Cette accusation selon laquelle le pape François faisait partie de l'ordre maçonnique "n'a aucun sens, parce qu'il était viscéralement anti-élites", rétorque Massimo Faggioli. Par ailleurs, les allégations d'appartenance à la franc-maçonnerie ou à un prétendu "Nouvel ordre mondial" ne sont pas propres à l'Eglise, tempère Joseph Uscinski, politologue américain spécialisé dans l'étude des théories du complot. "C'est ce qu'on appelle des tropes conspirationnistes, car on les voit revenir souvent."
Le Vatican, une institution ancienne, riche et puissante
"Les théories du complot marchent d'autant mieux qu'elles ciblent des organisations puissantes : il y a peu de théories sur les sans-abris, illustre auprès de franceinfo Joseph Uscinski. Qui a le pouvoir ? Et que fait-on avec, quand personne ne regarde ? (…) Le pape et le Vatican sont des institutions qui ont du pouvoir, qui sont assez riches, qui existent depuis très longtemps, et qui ont beaucoup d'influence dans le monde", souligne-t-il.
Les allégations conspirationnistes, parfois renforcées par la littérature populaire comme dans le best-seller ésotérique Da Vinci Code de Dan Brown, se forment dans un contexte dans lequel la puissante institution est secouée par de vrais scandales : les "VatiLeaks", les abus sexuels tus dans l'Eglise ou encore les finances vaticanes opaques sont autant de grains à moudre pour ses détracteurs.

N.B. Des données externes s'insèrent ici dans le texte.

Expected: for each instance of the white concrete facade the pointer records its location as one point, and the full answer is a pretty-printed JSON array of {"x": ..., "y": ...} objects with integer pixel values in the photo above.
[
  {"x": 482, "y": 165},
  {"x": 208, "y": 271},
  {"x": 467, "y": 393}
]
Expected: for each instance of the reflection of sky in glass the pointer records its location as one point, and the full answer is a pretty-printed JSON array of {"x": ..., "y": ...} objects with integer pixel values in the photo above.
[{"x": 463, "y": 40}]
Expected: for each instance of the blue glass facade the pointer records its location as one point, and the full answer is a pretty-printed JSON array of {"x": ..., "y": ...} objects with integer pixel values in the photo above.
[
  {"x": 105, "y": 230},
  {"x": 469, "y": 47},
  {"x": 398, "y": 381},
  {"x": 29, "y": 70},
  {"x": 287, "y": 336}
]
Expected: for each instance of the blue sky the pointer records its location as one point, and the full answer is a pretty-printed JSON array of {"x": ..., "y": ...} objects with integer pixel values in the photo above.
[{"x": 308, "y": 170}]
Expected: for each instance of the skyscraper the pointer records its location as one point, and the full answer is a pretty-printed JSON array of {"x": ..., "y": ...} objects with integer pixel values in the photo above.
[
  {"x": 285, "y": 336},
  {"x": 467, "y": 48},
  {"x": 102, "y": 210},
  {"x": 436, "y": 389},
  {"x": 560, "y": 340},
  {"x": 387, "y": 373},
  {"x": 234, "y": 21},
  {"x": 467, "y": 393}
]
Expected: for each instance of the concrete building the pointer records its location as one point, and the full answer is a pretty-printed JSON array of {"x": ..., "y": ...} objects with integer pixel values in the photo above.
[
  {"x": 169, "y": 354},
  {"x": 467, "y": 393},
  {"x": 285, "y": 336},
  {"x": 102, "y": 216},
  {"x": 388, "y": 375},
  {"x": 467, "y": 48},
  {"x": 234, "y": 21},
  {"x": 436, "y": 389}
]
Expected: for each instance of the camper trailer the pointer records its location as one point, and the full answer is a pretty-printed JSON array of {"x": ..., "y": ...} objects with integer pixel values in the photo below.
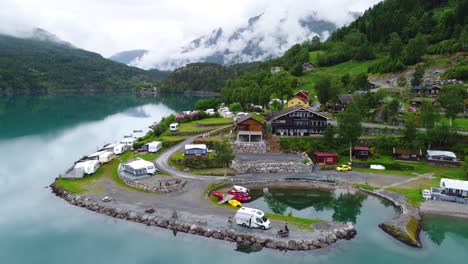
[
  {"x": 87, "y": 166},
  {"x": 128, "y": 141},
  {"x": 152, "y": 147},
  {"x": 174, "y": 127},
  {"x": 102, "y": 156},
  {"x": 139, "y": 167},
  {"x": 117, "y": 148},
  {"x": 253, "y": 218}
]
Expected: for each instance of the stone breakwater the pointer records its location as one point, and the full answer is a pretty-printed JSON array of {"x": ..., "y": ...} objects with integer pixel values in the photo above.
[
  {"x": 338, "y": 231},
  {"x": 167, "y": 186},
  {"x": 405, "y": 227},
  {"x": 273, "y": 166}
]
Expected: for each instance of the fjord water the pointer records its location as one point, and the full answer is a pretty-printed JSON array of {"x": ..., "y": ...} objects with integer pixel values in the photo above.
[{"x": 41, "y": 136}]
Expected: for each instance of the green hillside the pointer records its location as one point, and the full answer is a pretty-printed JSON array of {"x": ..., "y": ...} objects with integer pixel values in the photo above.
[{"x": 37, "y": 66}]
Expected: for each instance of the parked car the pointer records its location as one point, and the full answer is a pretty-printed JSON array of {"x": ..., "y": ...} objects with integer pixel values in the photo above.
[
  {"x": 235, "y": 203},
  {"x": 344, "y": 167}
]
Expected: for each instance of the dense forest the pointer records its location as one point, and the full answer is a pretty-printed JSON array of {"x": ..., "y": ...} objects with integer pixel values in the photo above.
[
  {"x": 37, "y": 66},
  {"x": 397, "y": 32},
  {"x": 202, "y": 77}
]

Pour Maurizio Ascari, les attaques contre l'Eglise catholique ont commencé par la Réforme protestante, amorcée au XVIe siècle en Europe. Ce mouvement de transformation entend revenir aux sources du christianisme, prenant ses distances avec l'Eglise catholique et l'autorité du pape, accusés de promettre de raccourcir la durée au purgatoire contre de l'argent. "Il y a eu des tracts, des pamphlets relayant de la propagande anticatholique. Un ouvrage de l'époque était par exemple titré Le royaume papal, ou règne de l'Antéchrist", illustre le professeur de littérature. Une nouvelle vague de propagande anticatholique a ressurgi au milieu du XIXe siècle. A cette époque, le conservateur Pie IX perdait le pouvoir face aux réformateurs italiens, partisans d'un Etat italien unifié, intégrant le Vatican au sein d'une république laïque.
Le Saint-Siège est "un pouvoir qui veut être indépendant des autres pouvoirs", estime Massimo Faggioli. "Son rôle est de porter un message qui par défaut, perturbe les autres pouvoirs. C'est pourquoi beaucoup de gens essaient de discréditer le Vatican avec de fausses informations. Je m'inquiéterais de voir une Eglise populaire auprès de tous", estime le chercheur en théologie. Mais ces théories étranges sur le Vatican, devenues plus visibles grâce aux réseaux sociaux, parviennent-elles vraiment à infuser au sein de la société ? "Il y a une idée reçue selon laquelle le niveau de croyance dans les théories du complot a augmenté dans les années récentes, mais rien ne le prouve. Ces niveaux sont stables, d'après les sondages", assure Joseph Uscinski.